During pregnancy, significant physiological changes occur that can alter drug metabolism, distribution, and excretion. The current PBPK model’s substantial underprediction of AUC (by −87.43% at 33 weeks’ gestation) and Cmax (by −66.39%) in pregnant women highlights the challenges of modeling EFV pharmacokinetics during pregnancy. These discrepancies likely arise from the model’s failure to fully incorporate the complex changes in enzyme activity, volume of distribution, and other physiological parameters that occur during pregnancy. While the predicted AUC and Cmax values fall within the broad ranges reported in clinical studies, the large percentage of errors indicate that the model does not reliably predict EFV exposure in pregnant populations. This limitation is further emphasized by the model’s performance at 23 weeks’ gestation, where the predicted AUC was −48.22% lower than observed, suggesting that even at earlier stages of pregnancy, the model struggles to accurately predict drug exposure. The slight improvement in Cmax prediction at 23 weeks (with a %PE of −3.22%) suggests that while the model may capture some aspects of peak plasma concentration, it still underestimates the overall drug exposure (AUC). This pattern of underprediction suggests that the model may not be adequately accounting for increased hepatic clearance or other pregnancy-related changes. The fact that the model does not consider genetic polymorphisms, particularly in CYP2B6, which significantly affects EFV metabolism, is a critical limitation. The variability in EFV clearance due to these genetic differences likely contributes to the discrepancies observed between predicted and observed pharmacokinetic parameters [43,83].
The observed differences in EFV pharmacokinetics between males and females, with higher AUC and Cmax values in males, align with reports in the literature that suggest sex-based differences in drug metabolism and exposure [84]. However, the inconsistency of these findings across studies suggests that more controlled research is needed to fully understand the influence of sex on EFV pharmacokinetics. Naidoo et al. [84] emphasize the need for more controlled studies to conclusively determine the influence of sex on EFV pharmacokinetics, due to mixed findings and potential confounding factors. For example, most women in the studies were of African origin, a population more likely to carry CYP2B6 alleles with reduced activity, and no genotyping was performed.
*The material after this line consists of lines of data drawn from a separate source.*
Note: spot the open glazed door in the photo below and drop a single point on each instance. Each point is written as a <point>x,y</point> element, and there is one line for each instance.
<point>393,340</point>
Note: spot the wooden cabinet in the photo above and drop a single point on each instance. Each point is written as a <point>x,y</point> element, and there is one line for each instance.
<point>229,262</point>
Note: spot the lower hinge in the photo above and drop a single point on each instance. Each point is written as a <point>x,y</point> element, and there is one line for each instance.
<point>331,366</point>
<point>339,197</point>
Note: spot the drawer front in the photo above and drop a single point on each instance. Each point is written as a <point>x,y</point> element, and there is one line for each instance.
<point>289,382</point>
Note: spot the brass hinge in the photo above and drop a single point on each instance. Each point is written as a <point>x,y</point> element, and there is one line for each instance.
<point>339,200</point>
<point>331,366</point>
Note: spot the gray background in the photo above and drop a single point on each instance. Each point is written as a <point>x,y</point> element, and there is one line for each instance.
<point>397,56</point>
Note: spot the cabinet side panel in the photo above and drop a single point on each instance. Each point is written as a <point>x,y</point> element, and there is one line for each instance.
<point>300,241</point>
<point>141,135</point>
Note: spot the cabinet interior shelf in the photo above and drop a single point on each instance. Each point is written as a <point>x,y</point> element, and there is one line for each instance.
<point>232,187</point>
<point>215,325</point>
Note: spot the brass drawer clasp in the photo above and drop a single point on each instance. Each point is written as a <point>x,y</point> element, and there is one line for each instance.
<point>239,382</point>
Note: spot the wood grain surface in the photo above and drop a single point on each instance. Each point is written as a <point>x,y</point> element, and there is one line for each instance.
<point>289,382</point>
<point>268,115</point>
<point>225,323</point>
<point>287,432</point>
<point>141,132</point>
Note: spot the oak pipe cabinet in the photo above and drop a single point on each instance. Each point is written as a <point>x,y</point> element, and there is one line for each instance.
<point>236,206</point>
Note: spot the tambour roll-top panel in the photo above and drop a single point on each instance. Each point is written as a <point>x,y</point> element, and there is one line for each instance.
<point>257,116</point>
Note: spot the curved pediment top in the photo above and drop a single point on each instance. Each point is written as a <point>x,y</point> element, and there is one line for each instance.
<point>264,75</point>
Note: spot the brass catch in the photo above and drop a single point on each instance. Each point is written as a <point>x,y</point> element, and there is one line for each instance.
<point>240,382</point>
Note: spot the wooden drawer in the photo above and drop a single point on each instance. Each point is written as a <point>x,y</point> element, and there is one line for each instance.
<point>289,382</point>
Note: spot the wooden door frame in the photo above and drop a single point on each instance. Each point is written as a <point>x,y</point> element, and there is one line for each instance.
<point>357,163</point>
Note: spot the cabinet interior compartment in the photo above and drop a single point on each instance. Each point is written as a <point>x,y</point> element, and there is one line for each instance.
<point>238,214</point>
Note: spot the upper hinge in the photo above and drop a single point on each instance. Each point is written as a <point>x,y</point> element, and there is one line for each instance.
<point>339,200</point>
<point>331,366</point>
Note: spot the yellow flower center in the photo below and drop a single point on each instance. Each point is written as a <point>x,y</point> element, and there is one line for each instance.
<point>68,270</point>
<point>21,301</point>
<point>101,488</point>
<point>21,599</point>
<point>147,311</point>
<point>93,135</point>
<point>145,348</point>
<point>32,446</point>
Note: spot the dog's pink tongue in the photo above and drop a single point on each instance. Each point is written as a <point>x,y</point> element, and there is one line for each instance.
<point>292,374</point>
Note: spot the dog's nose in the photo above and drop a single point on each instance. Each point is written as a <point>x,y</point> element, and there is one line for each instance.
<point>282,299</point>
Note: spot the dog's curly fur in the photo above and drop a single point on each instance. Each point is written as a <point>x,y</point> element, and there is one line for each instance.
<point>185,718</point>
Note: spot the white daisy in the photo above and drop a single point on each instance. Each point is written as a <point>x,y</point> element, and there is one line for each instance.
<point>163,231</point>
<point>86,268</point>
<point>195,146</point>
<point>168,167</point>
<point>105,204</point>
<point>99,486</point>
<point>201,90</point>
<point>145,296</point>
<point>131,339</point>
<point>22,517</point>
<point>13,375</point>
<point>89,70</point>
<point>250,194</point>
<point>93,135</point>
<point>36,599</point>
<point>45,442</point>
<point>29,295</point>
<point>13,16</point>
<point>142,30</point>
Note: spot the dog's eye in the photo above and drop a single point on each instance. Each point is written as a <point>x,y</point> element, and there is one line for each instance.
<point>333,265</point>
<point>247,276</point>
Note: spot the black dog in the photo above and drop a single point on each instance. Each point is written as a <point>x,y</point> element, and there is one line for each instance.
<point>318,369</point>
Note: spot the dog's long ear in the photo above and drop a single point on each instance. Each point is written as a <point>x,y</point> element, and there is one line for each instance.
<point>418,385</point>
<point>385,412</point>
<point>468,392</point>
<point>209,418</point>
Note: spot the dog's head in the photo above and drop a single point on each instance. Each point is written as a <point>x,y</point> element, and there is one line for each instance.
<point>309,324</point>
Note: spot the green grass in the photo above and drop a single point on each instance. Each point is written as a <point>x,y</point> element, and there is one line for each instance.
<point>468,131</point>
Smith et al. [85] demonstrated the clinical implications of sex differences in treatment outcomes, particularly noting that women had a higher risk of virologic failure when treated with ATV/r compared to EFV. These findings suggest that sex-specific considerations are crucial in optimizing antiretroviral therapy, especially for women of childbearing potential, to ensure efficacy and minimize adverse effects. This underscores the need for gender-specific dosing guidelines to account for these differences.
The limitations of the current PBPK model are clear. It does not fully account for the complex physiological changes during pregnancy, including increased hepatic clearance, altered enzyme activity, and changes in the volume of distribution. Additionally, the model’s inability to incorporate genetic polymorphisms limits its predictive accuracy across diverse populations. The use of digitized data from published studies, while necessary, may introduce additional variability that could further complicate model accuracy, though this factor alone is unlikely to account for the large discrepancies observed.
Moving forward, it is imperative to refine the PBPK model to better account for pregnancy-specific physiological changes and genetic variability. This could involve incorporating more detailed patient-specific data, such as genotyping for CYP2B6, or using a population-based modeling approach that can better handle the wide variability seen in EFV pharmacokinetics. In vitro inhibition studies, particularly for enzymes like UGT2B7, are also needed to provide valuable insights into EFV metabolism and support more effective dosing strategies. Moreover, updating the GastroPlus model or developing new models that incorporate the complexities of pregnancy and genetic differences is crucial. This will enhance the clinical utility of these models, allowing for more accurate predictions of drug exposure and more personalized dosing strategies, particularly for vulnerable populations such as pregnant women.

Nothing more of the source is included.